Edit API, Review Agent, New Extraction Version, Large Array and Citation Strategies, and more

We’re excited to share our latest updates that bring powerful new capabilities for document editing, smarter confidence scoring, and enhanced extraction strategies:

✏️ Edit API - Fill any form programmatically with template-based or free-form based approaches
🧠 Review Agent - Agentic confidence scoring system that automatically detects and scores extraction issues
🆕 New Base Extraction Version - Two new base extraction versions that deploy new models and adds support for new large array extraction/citation strategies
🔢 New Array Extraction Strategies - More control over how arrays are extracted and processed
📑 Array Citation Strategy - Configure the granularity of citations for extracted arrays between item or property level citations
And more…

Let’s dive in!

Edit API

We’re excited to release our new Edit API and Studio experience to fill any form programmatically. It’s ideal for automatically filling out PDF forms, pre-populating documents with customer data, and generating filled documents at scale.

Two approaches for different use cases:

Template-based filling is for forms you know ahead of time: tax documents, disclosure forms, standard contracts, compliance paperwork.

Instruction-based filling is for scenarios where you don’t know the form structure ahead of time and need auto-detection and on every run. Perfect for AI agents that need to complete forms as part of larger workflows, or when handling documents from many different sources where you can’t pre-configure templates for each one.

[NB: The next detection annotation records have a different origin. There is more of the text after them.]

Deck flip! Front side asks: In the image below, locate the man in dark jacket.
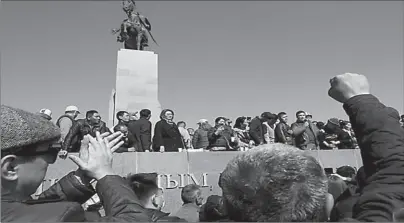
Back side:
[248,112,272,146]
[126,173,185,222]
[1,105,150,222]
[62,110,111,152]
[114,124,136,153]
[275,112,293,145]
[328,73,404,222]
[291,111,320,150]
[128,109,152,152]
[208,117,238,151]
[56,105,80,150]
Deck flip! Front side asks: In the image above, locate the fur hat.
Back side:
[1,105,60,151]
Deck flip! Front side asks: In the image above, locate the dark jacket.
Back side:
[153,120,185,152]
[208,126,236,150]
[249,117,265,145]
[192,129,209,149]
[275,122,293,145]
[128,117,152,152]
[115,132,139,153]
[338,130,355,149]
[1,173,150,222]
[146,209,187,222]
[62,119,111,152]
[344,95,404,222]
[291,122,319,148]
[330,187,360,222]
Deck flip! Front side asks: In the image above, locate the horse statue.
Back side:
[112,0,157,50]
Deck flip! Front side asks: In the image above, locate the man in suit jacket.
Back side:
[128,109,152,152]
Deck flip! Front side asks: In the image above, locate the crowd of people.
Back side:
[35,99,404,154]
[1,73,404,222]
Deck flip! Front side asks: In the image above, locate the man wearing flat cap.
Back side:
[1,105,149,222]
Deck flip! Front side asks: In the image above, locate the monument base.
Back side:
[110,49,161,127]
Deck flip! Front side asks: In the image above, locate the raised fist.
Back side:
[328,73,370,103]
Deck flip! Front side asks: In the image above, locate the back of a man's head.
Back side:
[181,184,201,204]
[337,166,356,178]
[126,173,159,204]
[219,143,327,222]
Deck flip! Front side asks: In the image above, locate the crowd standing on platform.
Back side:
[40,98,388,152]
[1,73,404,222]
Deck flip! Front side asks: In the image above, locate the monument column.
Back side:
[110,49,161,128]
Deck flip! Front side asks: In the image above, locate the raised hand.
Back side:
[69,132,123,180]
[328,73,370,103]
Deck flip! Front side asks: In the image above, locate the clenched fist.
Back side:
[328,73,370,103]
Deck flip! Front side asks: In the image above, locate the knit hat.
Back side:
[39,108,52,120]
[1,105,60,151]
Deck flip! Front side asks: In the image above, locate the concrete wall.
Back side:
[38,150,362,212]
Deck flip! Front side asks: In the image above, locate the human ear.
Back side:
[1,155,18,181]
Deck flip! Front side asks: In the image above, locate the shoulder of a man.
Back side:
[2,200,85,222]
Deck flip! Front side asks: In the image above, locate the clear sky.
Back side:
[0,1,404,127]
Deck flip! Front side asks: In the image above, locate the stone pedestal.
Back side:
[109,49,161,128]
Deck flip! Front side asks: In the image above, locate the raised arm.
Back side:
[329,73,404,222]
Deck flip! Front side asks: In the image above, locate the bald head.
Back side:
[219,144,327,222]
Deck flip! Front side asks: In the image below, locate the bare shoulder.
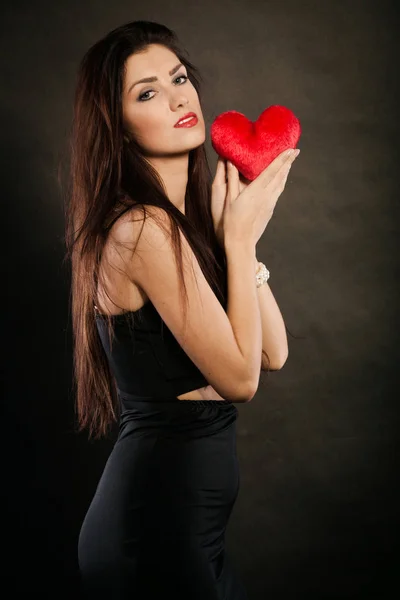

Under the hood, Edit combines state of the art object/form field detection models with vision-language models to understand document layouts visually. It can identify text fields, checkboxes, radio buttons, tables, and how they relate to labels and surrounding content.

View documentation here.

Review Agent

Review Agent automatically detects and scores issues in extraction by reviewing extractions with a critical lens. It flags potential problems such as rule following, ambiguous responses, incorrect extractions, and more, with a confidence score of 1-5.

Key capabilities:

Ensemble of different metrics for comprehensive trustworthiness assessment
Automatic detection of rule violations and ambiguous extractions
User-defined rules to steer quality assurance towards specific flags
Granular confidence scoring at the field level

New Base Extraction Version

We’ve released several new base extraction versions since last month:

4.6.0 - Rolls out a new foundation model that is a major performance improvement for all extraction tasks based on our internal benchmarks, especially for tasks that require more visual reasoning and generating long sequences of text.
4.5.0 - Adds support for two new large array strategies to more declaratively handle extracting very large arrays across very large documents: large_array_max_context and large_array_overlap_context.

See full changelog here.

New Large Array Extraction Strategies

Building on last month’s array strategy controls, we’ve added new extraction strategies for even more flexibility in how arrays are processed.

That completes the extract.